Cystic fibrosis transmembrane conductance regulator (CFTR) activity is essential for the maintenance of airway surface liquid depth, and therefore mucociliary clearance. Reactive oxygen species, increased during inflammatory airway diseases, alter CFTR activity. Here, H2O2 levels in the surface liquid of normal human bronchial epithelial cultures differentiated at the air-liquid interface were estimated, and H2O2-mediated changes in CFTR activity were examined. In Ussing chambers, H2O2-induced anion currents were sensitive to the CFTR inhibitors CFTRinh172 and GlyH-101. These currents were absent in cells from patients with cystic fibrosis. Responses to greater than 500 μM H2O2 were transient.

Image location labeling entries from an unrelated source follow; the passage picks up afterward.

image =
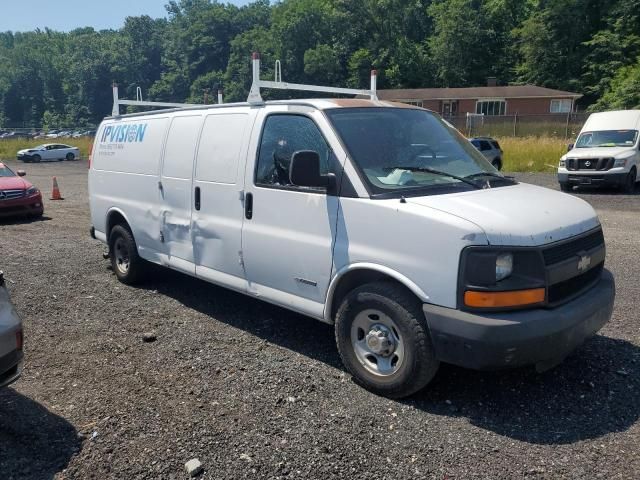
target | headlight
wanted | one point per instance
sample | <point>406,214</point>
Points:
<point>504,266</point>
<point>497,278</point>
<point>620,162</point>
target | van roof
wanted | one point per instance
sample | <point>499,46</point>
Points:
<point>319,103</point>
<point>614,120</point>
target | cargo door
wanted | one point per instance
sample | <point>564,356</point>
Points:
<point>218,208</point>
<point>176,192</point>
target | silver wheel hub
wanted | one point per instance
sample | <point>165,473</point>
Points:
<point>380,341</point>
<point>377,343</point>
<point>121,255</point>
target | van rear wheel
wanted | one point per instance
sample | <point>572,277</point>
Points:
<point>383,340</point>
<point>125,261</point>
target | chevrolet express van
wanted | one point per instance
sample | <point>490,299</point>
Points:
<point>606,153</point>
<point>376,217</point>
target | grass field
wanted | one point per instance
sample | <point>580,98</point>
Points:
<point>532,154</point>
<point>529,154</point>
<point>9,148</point>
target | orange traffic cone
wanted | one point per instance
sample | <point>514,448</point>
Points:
<point>56,191</point>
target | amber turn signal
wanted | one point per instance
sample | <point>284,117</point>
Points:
<point>515,298</point>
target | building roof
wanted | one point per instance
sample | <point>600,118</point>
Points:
<point>512,91</point>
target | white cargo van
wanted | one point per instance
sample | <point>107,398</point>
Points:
<point>606,152</point>
<point>376,217</point>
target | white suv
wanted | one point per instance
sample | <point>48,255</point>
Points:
<point>607,152</point>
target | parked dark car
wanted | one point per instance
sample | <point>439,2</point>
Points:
<point>18,196</point>
<point>490,148</point>
<point>11,355</point>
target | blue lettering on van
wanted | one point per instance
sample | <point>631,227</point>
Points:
<point>124,133</point>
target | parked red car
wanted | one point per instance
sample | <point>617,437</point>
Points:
<point>17,196</point>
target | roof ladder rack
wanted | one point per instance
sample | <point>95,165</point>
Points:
<point>139,103</point>
<point>254,94</point>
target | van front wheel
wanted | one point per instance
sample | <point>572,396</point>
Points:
<point>383,340</point>
<point>125,261</point>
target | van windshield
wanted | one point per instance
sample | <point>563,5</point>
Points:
<point>607,138</point>
<point>411,152</point>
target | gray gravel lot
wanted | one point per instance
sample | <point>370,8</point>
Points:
<point>255,391</point>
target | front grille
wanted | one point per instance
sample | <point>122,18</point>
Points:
<point>595,164</point>
<point>11,194</point>
<point>564,290</point>
<point>571,248</point>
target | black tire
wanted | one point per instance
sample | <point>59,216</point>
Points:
<point>418,364</point>
<point>630,181</point>
<point>125,261</point>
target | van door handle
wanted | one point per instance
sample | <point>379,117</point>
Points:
<point>197,198</point>
<point>248,206</point>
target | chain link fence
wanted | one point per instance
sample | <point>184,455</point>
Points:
<point>46,133</point>
<point>558,125</point>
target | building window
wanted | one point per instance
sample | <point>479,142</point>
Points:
<point>491,107</point>
<point>561,106</point>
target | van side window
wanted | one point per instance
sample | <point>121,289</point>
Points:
<point>282,136</point>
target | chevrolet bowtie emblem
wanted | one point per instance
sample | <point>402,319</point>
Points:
<point>584,263</point>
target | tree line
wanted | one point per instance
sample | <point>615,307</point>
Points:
<point>56,78</point>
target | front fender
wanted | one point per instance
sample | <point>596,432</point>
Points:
<point>389,272</point>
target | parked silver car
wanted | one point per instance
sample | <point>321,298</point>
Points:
<point>49,152</point>
<point>490,148</point>
<point>11,356</point>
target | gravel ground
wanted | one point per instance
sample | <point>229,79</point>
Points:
<point>255,391</point>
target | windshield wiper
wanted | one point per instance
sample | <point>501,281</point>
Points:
<point>491,174</point>
<point>436,172</point>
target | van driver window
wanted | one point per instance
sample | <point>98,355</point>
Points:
<point>282,136</point>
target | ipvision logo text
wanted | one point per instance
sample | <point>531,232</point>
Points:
<point>124,133</point>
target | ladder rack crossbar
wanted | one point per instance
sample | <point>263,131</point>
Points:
<point>313,88</point>
<point>256,99</point>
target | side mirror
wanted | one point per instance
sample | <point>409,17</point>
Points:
<point>305,171</point>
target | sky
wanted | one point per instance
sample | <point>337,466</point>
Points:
<point>65,15</point>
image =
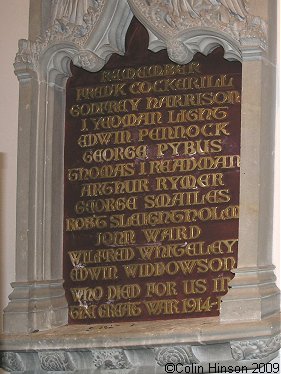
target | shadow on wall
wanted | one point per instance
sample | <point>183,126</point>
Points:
<point>2,280</point>
<point>2,271</point>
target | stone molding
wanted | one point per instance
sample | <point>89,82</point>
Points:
<point>186,27</point>
<point>181,28</point>
<point>122,360</point>
<point>255,349</point>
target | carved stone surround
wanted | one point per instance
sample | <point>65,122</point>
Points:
<point>134,360</point>
<point>182,31</point>
<point>37,301</point>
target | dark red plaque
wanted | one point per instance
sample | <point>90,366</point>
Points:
<point>151,185</point>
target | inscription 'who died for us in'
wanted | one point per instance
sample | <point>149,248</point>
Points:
<point>151,187</point>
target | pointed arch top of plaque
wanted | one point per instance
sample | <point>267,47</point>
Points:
<point>89,31</point>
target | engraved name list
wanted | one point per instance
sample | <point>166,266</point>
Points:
<point>151,188</point>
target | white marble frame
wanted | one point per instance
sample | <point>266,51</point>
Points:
<point>42,67</point>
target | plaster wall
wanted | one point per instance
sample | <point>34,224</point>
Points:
<point>13,26</point>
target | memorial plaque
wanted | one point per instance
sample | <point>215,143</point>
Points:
<point>151,185</point>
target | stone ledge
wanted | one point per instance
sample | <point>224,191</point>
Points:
<point>142,347</point>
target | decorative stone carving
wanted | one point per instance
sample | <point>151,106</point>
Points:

Cyclooxygenase inhibitors blocked the H2O2 response, as did EP1 and EP4 receptor antagonists. A multidrug-resistant protein (MRP) inhibitor and short hairpin RNA directed against MRP4 blocked H2O2 responses. EP1 and EP4 agonists mimicked H2O2 in both control and MRP4 knockdown cells. Thus, H2O2 activates the synthesis, export, and binding of prostanoids via EP4 and, interestingly, EP1 receptors in normal, differentiated human airway epithelial cells to activate cyclic adenosine monophosphate pathways that in turn activate CFTR channels in the apical membrane.